A: How much of yourself did you see in this play, and was that a factor in your decision to direct it?
M: It was a huge factor. I like to do work that I can identify with and that has questions that are morally interesting to me, and this play has quite a bit of that. I hate moralistic work. I really don’t want to do work that answers anything, or is politically biased in one way. I think it’s always important to understand that people come, and live, and function in a historical setting. And I think that … I’m not sure that most people are evil. I think they’re just reacting to historical circumstances. So, there would be many choices that I could take that would condemn the dictatorship. And I do condemn the dictatorship. But I don’t think that’s useful. I don’t think that’s helpful in any sort of process. I’m more interested in understanding.
A: So you don’t see Dorfman’s play as moralistic at all?
M: I think it can be done moralistically, but I don’t think Dorfman’s play necessarily calls for it.
A: Even though it calls into question issues of morality? Issues of vengeance versus proper justice, and forces the audience to look at this?
M: I think the reason why it’s not moralistic is because it asks those questions without providing you with an answer. And I think also, one of the brilliant things that he did in the script was leave undefined whether or not she actually kills Doctor Miranda. Because if he had written that in, that would’ve been the final consequence and then that would be what people would focus on. And then it doesn’t let the questions breathe.
A: It would cease to be a dialogue and it would simply be a question answered?

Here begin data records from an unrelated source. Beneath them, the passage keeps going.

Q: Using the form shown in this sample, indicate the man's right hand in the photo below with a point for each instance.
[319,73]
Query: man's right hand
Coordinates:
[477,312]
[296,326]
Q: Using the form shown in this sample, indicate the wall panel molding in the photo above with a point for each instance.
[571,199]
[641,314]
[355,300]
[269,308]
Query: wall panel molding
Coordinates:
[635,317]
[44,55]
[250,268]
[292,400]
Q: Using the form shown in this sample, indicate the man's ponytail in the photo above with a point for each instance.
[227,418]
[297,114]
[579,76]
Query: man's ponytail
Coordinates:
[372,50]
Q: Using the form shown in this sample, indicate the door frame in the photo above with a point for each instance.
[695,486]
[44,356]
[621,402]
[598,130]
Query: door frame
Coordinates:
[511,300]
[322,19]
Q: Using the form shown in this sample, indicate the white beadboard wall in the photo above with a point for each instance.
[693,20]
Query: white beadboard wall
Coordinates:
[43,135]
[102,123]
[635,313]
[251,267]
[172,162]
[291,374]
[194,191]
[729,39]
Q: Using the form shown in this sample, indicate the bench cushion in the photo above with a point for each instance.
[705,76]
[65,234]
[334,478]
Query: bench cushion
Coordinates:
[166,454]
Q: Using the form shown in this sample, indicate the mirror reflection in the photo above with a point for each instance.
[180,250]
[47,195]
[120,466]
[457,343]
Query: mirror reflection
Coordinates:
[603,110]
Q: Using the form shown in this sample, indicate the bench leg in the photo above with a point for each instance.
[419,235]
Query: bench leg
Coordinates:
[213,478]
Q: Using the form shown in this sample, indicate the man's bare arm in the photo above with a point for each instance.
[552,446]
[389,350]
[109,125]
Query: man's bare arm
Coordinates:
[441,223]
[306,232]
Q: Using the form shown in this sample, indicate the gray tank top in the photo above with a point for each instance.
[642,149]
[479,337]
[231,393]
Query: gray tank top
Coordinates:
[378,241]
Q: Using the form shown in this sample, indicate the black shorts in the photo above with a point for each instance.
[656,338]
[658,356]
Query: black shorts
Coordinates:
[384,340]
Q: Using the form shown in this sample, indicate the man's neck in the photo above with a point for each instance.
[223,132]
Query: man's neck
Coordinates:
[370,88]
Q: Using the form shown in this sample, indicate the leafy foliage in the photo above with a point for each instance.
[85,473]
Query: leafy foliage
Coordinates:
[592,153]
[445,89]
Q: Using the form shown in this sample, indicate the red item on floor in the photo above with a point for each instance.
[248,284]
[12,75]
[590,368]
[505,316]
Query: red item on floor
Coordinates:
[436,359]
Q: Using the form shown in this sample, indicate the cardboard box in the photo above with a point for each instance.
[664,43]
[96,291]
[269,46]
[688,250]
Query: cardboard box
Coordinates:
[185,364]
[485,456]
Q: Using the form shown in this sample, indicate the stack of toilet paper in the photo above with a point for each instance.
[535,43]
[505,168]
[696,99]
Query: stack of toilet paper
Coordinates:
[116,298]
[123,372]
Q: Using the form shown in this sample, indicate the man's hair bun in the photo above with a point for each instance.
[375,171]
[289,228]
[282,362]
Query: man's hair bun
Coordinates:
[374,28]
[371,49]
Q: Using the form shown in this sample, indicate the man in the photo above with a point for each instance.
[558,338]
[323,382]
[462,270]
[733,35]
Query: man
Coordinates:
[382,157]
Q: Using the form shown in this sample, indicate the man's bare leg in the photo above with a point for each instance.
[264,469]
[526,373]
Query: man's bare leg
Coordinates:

A: Your work in the past, and including this production, seems to follow a trend of being very heavily political. Cultural histories aside, now that you know that that’s the way you’ve been going, are you going to continue to do that? Are you going to intentionally revolt against it? Or are you just going to accept it and explore?
M: I think because of who I am, I’ll always do work that’s political. But as I get more experienced, and as I work in film, television, and the rest, I’m more drawn to a larger array of things. You know? But the stories speak to me. One of the stories I was thinking of doing next is Antigone. Which is a really early example of the question between law and justice. What’s the relationship? Because in Antigone, Antigone’s brothers fight a civil war, and they both kill each other on the battlefield. Now one represented the state of Thebes, and the other was a rebel. And the King Theon decrees that the rebel can’t be buried. But she buries him anyways. And the sentence for burying him is death. So it’s very much about what is right and wrong and what’s the law? I’m always drawn to that concept.
A: Are you excited to have that kind of a reputation as somewhat of a confrontational artist? Or does that bother you that people might start to pigeon hole you?
M: Oh I like it. I don’t want to be Steven Spielberg, right? I’m not interested in making family friendly works for everybody. I just kind of do the stories that I want to do. And some of them are really inflammatory, like Death and the Maiden. I’d be very surprised if I walked out of Death and the Maiden unscathed review-wise. I’ll be very surprised. Especially because some of my choices are not the obvious choices . There’s been four major Canadian productions of it, and I did not do what those people did.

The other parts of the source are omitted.